Wang Hao, Kang Jiajia, Gao Hui
Department of Experiment and Research, South China Hospital, Medical School, Shenzhen University, Shenzhen, China.
Shenzhen Haolthy Biotechnology Co., Ltd., Shenzhen, China.
Front Bioeng Biotechnol. 2025 Apr 25;13:1529655. doi: 10.3389/fbioe.2025.1529655. eCollection 2025.
Inteins can connect flanking external proteins into a new protein fragment and excise themselves. Here, we report the splicing of proteins by engineered microbial consortia. This study pioneers a programmable microbial consortia platform enabling protein splicing through split intein-mediated assembly. Engineered with the ePop autolysis system release intein-fused protein fragments via synchronized lysis, while secretes complementary domains, enabling extracellular reconstitution directly in culture. With the application of integrating quorum-sensing controls and eukaryotic secretion pathways, this approach bypasses purification, supporting scalable one-pot synthesis of multiple functional proteins. The platform's versatility in logic computation and antibiotic resistance engineering highlights its potential for adaptive biomanufacturing and context-aware biomaterial design.

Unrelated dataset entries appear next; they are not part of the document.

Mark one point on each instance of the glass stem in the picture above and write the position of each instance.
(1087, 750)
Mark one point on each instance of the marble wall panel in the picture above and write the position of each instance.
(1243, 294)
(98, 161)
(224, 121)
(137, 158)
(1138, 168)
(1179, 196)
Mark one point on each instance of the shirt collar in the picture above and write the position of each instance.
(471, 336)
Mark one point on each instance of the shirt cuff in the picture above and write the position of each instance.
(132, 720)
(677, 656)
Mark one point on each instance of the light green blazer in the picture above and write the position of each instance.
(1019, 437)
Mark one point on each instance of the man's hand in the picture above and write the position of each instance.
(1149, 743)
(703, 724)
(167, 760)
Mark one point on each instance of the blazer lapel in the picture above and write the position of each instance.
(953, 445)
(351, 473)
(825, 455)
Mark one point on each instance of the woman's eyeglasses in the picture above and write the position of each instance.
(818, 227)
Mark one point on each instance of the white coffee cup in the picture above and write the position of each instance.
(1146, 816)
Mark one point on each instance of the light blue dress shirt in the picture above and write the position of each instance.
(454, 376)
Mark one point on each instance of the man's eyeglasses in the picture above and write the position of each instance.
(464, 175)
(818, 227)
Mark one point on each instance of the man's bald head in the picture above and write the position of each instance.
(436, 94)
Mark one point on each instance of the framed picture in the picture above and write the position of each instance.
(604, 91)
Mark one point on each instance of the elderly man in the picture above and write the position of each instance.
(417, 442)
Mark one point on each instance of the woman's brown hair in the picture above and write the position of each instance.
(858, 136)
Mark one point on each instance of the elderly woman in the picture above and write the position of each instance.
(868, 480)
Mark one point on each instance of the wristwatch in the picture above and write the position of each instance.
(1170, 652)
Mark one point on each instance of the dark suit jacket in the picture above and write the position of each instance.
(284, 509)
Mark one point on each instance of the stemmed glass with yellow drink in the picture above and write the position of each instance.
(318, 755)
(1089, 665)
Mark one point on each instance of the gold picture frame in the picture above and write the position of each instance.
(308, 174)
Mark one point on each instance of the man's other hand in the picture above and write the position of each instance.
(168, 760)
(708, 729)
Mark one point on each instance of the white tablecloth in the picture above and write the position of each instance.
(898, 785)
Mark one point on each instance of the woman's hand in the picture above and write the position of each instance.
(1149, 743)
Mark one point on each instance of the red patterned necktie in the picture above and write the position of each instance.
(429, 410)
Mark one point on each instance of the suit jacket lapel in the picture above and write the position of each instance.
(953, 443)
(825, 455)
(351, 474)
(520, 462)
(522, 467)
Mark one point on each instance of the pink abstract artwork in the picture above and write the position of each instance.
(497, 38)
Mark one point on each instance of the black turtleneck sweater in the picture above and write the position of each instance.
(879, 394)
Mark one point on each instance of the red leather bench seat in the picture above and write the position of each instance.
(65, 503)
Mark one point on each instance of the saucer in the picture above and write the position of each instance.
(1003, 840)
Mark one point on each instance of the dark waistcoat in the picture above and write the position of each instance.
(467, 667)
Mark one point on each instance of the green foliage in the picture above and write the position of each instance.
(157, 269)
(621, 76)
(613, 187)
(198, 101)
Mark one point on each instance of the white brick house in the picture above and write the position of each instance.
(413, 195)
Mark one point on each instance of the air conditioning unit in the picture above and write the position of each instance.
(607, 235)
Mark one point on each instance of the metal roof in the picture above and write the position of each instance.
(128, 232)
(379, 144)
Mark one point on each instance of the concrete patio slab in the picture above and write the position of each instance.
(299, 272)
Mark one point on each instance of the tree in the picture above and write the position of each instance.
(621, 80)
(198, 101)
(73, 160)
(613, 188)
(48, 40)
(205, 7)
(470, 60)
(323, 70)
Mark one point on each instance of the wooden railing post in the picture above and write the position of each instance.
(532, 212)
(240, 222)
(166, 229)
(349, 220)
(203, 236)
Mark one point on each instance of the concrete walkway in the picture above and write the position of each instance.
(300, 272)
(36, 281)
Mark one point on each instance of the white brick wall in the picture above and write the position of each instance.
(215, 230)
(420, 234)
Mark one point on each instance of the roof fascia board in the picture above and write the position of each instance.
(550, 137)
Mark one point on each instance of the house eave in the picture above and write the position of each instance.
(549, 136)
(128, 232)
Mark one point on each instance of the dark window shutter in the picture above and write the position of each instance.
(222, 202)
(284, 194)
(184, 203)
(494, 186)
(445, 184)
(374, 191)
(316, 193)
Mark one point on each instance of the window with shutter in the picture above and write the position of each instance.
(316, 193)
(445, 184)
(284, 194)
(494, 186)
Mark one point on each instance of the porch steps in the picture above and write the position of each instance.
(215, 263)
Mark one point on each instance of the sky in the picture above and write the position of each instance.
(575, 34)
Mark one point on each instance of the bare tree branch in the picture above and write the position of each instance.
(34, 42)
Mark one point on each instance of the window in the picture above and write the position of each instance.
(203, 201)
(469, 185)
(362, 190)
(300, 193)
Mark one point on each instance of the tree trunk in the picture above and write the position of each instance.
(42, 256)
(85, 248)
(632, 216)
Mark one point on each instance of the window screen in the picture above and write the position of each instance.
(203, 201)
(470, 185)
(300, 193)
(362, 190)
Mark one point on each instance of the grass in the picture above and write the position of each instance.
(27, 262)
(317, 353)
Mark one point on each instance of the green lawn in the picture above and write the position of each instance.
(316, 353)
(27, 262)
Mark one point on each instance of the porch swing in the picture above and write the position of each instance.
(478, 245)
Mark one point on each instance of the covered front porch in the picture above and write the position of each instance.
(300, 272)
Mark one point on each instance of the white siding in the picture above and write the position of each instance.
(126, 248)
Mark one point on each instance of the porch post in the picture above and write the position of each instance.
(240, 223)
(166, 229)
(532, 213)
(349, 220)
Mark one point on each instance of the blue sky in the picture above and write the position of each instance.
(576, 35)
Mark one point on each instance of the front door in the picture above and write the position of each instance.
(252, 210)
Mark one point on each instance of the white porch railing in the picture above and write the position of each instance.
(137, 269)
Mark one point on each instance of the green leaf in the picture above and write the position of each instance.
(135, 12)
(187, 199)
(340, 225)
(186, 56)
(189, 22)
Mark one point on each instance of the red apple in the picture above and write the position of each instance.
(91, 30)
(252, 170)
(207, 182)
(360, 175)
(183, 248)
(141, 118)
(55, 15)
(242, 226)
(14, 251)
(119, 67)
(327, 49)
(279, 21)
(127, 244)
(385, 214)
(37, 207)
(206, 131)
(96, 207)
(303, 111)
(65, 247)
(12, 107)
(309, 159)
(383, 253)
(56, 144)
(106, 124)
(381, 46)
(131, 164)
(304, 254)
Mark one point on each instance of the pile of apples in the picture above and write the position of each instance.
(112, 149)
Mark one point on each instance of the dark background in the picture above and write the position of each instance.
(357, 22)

内含肽能够将侧翼的外部蛋白质连接成一个新的蛋白质片段,并自我切除。在此,我们报道了通过工程化微生物群落实现的蛋白质剪接。这项研究开创了一个可编程的微生物群落平台,能够通过分裂内含肽介导的组装实现蛋白质剪接。利用ePop自溶系统进行工程改造,通过同步裂解释放内含肽融合的蛋白质片段,同时分泌互补结构域,从而能够直接在培养物中进行细胞外重组。通过整合群体感应控制和真核分泌途径,这种方法无需纯化,支持多种功能蛋白质的可扩展一锅法合成。该平台在逻辑计算和抗生素抗性工程方面的多功能性突出了其在适应性生物制造和情境感知生物材料设计方面的潜力。